1. Le Conseil d’Etat juge pour la première fois qu’une indemnité de licenciement abusif versée à un salarié également mandataire social est exonérée d'impôt sur le revenu dès lors qu'elle est liée à la rupture de son contrat de travail. En revanche, est imposable comme un salaire l’indemnité visant à réparer un préjudice distinct, résultant de la perte de la possibilité de lever des stock-options.
Des faits relativement classiques
2. En l’espèce, le contribuable avait été recruté par une société de production de télévision en qualité de directeur du développement salarié. Parallèlement, des fonctions de direction, en qualité de mandataire social, de filiales de cette société lui avaient été confiées.
Un protocole, annexé à son contrat de travail prévoyait, en cas de licenciement non fondé sur une faute grave ou lourde, le versement d’une indemnité de 1 112 877 € en réparation de tous les préjudices subis. Ce protocole stipulait également l’attribution de stock-options à exercer au plus tôt cinq ans plus tard, à condition que le salarié soit alors toujours salarié de la société.
L’intéressé a été licencié six mois avant la date à compter de laquelle il pouvait exercer ses stock-options et la société a refusé de lui verser l’indemnité.
Le juge judiciaire a estimé que le licenciement était dépourvu de cause réelle et sérieuse et condamné la société à verser à l’intéressé, d’une part, l’indemnité prévue par le protocole annexé à son contrat de travail (indemnité versée en application de l’article L122-14-4 du Code du travail aujourd’hui repris sous l’article L1235-3) et, d’autre part, une somme de 12 millions d’euros en réparation du préjudice résultant de la perte de la faculté, du fait du licenciement, de lever les options de souscription d’actions prévues par le même protocole.
A la suite d’une procédure contradictoire, l’administration a soumis ces indemnités en tout ou partie à l’impôt sur le revenu.
Le juge administratif a donné raison à l’administration.
L’indemnité versée au salarié dirigeant peut bénéficier de l’exonération pour licenciement abusif
3. Le Conseil d’Etat tranche la question du régime fiscal de l’indemnité unique allouée à un salarié également mandataire social en réparation à la fois de la rupture de son contrat de travail avec la société tête du groupe et de la révocation simultanée des mandats sociaux qu’il détenait dans les filiales de ce groupe.
Il estime que la qualité de mandataire social ne fait pas obstacle à ce que l’intéressé puisse bénéficier de l’exonération prévue à l’article 80 duodecies, 1 du CGI en cas de licenciement sans cause réelle et sérieuse, pour la fraction de l’indemnité visant à réparer la rupture de son contrat de travail.

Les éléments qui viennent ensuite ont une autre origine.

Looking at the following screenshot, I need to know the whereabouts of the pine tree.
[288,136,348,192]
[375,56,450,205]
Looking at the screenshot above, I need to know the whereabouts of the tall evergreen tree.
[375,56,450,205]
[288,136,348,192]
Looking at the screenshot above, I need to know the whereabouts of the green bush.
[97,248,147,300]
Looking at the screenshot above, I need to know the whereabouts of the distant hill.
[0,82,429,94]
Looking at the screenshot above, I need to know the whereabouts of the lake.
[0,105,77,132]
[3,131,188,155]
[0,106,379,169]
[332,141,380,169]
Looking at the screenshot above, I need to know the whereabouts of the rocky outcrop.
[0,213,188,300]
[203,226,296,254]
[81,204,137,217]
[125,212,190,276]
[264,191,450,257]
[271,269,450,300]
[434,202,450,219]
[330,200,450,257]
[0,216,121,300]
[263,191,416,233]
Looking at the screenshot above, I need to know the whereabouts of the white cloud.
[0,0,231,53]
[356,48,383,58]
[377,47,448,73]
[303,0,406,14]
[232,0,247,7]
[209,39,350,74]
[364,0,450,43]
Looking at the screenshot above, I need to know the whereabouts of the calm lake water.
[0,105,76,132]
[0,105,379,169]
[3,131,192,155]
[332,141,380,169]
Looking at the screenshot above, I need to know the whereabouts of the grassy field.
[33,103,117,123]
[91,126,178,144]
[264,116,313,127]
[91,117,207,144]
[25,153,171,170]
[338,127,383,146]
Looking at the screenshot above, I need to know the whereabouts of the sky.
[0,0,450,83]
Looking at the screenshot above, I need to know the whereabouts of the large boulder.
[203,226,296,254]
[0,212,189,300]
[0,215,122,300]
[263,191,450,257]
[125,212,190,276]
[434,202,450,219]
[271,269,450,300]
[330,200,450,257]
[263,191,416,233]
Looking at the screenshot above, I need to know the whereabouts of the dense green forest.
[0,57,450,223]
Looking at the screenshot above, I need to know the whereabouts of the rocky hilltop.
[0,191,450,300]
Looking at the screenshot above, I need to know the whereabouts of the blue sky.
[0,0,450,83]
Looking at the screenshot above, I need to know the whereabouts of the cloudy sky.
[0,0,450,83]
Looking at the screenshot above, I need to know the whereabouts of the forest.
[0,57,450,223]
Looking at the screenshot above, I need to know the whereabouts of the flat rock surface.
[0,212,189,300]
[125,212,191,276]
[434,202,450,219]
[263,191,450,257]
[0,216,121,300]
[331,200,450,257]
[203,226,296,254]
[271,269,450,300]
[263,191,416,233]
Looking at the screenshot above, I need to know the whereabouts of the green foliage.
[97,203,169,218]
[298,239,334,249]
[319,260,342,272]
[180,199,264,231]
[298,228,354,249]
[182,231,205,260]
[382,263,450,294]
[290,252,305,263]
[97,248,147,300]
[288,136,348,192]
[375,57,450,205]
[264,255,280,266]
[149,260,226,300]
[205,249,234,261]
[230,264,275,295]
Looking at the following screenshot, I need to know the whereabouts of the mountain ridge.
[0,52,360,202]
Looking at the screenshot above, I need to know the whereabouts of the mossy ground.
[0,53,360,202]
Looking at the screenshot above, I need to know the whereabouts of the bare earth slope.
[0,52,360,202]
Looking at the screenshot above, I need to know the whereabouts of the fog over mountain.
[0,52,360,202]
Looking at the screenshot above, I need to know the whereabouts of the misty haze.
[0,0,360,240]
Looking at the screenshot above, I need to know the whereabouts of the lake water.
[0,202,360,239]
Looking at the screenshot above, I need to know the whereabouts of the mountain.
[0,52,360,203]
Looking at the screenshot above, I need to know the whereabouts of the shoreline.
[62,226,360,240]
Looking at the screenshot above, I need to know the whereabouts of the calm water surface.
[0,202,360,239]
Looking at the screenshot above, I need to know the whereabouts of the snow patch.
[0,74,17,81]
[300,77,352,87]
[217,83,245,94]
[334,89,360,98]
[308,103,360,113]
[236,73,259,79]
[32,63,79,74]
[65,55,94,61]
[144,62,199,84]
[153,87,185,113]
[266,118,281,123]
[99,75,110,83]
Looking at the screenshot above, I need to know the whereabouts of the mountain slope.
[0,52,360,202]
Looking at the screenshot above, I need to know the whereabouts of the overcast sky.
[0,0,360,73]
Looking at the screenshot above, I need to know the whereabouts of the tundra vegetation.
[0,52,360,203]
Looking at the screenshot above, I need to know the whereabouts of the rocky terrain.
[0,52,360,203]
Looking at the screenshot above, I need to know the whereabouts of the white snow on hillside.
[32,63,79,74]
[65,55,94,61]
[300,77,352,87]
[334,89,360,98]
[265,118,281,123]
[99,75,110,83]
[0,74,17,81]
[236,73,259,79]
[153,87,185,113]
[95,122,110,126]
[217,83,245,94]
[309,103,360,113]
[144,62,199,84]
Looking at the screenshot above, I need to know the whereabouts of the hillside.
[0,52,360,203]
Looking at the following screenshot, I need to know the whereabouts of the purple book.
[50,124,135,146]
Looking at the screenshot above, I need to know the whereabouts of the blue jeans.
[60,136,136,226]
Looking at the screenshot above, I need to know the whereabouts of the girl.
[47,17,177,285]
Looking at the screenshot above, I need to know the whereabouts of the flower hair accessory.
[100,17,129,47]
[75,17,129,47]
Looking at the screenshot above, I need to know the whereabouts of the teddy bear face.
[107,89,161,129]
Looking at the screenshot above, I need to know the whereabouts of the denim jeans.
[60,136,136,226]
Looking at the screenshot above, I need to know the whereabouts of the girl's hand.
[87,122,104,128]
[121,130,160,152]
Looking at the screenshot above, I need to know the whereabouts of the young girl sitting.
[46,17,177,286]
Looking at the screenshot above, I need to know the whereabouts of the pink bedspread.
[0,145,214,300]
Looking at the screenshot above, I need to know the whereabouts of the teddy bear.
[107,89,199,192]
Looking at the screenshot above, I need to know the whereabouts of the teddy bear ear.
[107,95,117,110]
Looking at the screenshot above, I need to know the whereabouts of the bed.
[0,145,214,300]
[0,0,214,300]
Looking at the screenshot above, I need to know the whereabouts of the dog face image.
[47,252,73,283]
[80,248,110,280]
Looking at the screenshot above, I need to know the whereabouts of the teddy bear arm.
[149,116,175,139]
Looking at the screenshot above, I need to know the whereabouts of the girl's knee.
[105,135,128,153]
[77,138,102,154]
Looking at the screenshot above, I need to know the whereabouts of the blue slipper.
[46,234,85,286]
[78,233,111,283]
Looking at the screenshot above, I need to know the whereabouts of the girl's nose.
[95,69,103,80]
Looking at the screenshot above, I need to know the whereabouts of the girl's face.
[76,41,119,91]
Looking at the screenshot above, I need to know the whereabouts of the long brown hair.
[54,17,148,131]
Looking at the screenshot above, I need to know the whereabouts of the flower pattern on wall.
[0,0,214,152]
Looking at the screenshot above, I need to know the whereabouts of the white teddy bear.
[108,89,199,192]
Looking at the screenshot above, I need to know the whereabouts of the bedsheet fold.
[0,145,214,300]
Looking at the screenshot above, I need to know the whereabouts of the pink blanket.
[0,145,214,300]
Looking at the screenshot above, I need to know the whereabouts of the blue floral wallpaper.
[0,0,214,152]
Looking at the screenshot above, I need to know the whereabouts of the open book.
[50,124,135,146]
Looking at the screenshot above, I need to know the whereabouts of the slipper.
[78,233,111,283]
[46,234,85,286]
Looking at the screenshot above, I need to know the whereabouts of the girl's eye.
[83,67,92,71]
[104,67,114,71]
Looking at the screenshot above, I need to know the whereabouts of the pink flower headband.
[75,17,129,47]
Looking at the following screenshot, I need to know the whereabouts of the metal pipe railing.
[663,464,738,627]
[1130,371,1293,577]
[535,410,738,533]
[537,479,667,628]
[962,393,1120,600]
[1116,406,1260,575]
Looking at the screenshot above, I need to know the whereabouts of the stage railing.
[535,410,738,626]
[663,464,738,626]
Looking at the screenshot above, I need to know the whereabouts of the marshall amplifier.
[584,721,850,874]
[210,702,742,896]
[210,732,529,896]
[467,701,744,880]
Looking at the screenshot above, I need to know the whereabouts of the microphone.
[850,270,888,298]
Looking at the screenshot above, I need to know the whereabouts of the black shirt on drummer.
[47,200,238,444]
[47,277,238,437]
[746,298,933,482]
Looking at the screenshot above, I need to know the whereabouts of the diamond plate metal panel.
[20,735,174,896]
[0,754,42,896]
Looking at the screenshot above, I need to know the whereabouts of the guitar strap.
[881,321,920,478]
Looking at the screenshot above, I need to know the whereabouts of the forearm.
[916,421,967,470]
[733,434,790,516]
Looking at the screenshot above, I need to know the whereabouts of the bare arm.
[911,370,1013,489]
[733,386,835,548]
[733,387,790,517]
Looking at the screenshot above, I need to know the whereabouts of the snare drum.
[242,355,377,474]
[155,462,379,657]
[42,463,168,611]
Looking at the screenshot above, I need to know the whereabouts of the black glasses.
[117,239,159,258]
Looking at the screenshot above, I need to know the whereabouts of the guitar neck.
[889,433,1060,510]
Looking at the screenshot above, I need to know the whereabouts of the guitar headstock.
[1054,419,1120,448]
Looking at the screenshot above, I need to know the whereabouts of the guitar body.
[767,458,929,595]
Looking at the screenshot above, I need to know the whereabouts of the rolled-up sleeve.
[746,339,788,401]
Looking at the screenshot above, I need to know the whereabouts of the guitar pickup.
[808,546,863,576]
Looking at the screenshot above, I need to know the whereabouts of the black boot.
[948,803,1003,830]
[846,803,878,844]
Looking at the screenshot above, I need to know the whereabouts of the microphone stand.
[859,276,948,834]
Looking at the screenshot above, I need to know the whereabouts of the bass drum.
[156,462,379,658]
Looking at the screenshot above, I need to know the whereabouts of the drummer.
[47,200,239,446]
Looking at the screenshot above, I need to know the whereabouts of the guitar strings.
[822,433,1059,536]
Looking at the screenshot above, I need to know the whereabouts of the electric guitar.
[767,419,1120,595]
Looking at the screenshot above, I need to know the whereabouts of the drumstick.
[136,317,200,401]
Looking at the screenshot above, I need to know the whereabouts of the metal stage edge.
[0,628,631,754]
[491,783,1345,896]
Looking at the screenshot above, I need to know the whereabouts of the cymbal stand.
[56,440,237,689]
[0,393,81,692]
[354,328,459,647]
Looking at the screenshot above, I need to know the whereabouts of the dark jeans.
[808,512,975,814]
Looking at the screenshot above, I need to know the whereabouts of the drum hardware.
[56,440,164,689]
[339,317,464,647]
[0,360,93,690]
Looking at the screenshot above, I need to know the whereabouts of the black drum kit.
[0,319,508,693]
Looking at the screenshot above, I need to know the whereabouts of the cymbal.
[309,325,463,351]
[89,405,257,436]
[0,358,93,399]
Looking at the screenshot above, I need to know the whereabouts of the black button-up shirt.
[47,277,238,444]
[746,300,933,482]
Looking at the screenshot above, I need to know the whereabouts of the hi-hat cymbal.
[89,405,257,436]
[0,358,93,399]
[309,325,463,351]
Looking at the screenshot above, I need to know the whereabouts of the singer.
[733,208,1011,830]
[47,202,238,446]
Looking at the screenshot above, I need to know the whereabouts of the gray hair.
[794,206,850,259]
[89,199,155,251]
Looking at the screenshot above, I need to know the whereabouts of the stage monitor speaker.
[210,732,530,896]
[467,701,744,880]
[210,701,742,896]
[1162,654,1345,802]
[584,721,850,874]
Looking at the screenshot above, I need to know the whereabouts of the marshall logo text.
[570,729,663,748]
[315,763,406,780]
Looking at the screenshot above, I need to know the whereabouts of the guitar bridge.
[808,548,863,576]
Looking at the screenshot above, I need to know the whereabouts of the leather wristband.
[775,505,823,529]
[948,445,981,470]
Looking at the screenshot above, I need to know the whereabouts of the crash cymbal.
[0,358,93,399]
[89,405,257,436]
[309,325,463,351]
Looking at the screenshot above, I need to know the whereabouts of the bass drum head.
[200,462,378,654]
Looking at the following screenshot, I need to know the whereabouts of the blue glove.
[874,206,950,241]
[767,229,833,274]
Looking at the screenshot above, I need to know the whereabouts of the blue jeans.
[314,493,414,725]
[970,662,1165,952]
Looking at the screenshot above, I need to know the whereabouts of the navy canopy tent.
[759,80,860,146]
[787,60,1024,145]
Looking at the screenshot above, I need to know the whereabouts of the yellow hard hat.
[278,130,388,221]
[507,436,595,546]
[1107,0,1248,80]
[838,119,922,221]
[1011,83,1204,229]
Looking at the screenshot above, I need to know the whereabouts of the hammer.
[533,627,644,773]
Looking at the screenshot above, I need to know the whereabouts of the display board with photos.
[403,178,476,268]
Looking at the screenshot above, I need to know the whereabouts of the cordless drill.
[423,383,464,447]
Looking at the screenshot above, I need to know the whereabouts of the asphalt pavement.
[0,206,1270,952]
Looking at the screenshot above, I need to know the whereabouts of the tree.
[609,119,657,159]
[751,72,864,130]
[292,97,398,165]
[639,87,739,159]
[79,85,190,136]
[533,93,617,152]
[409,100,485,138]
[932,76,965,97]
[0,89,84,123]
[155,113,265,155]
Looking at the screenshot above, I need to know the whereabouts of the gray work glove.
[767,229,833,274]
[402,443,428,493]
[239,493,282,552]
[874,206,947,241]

La décision de la cour administrative d’appel de Paris qui s’était fondée sur l’unicité des fonctions exercées pour considérer que l’indemnité était imposable sur le fondement de l’article 80 duodecies, 2 du CGI est censurée pour erreur de droit.
4. On rappelle que l’article 80 duodecies, 1 du CGI, applicable aux salariés prévoit :
- une exonération partielle à hauteur d’un certain plafond, des indemnités de licenciement versées en dehors d’un plan de sauvegarde de l’emploi ;
- une exonération intégrale pour les indemnités versées en cas de licenciement abusif en application de l’article L1235-3 du Code du travail (anciennement article L122-14-4).
L’article 80 duodecies, 2 du CGI relatif aux mandataires sociaux pose le principe de l’imposition des indemnités versées à l’occasion de la cessation de leurs fonctions. Une exception est prévue en cas de cessation forcée, notamment de révocation, l’indemnité étant alors exonérée dans une certaine limite.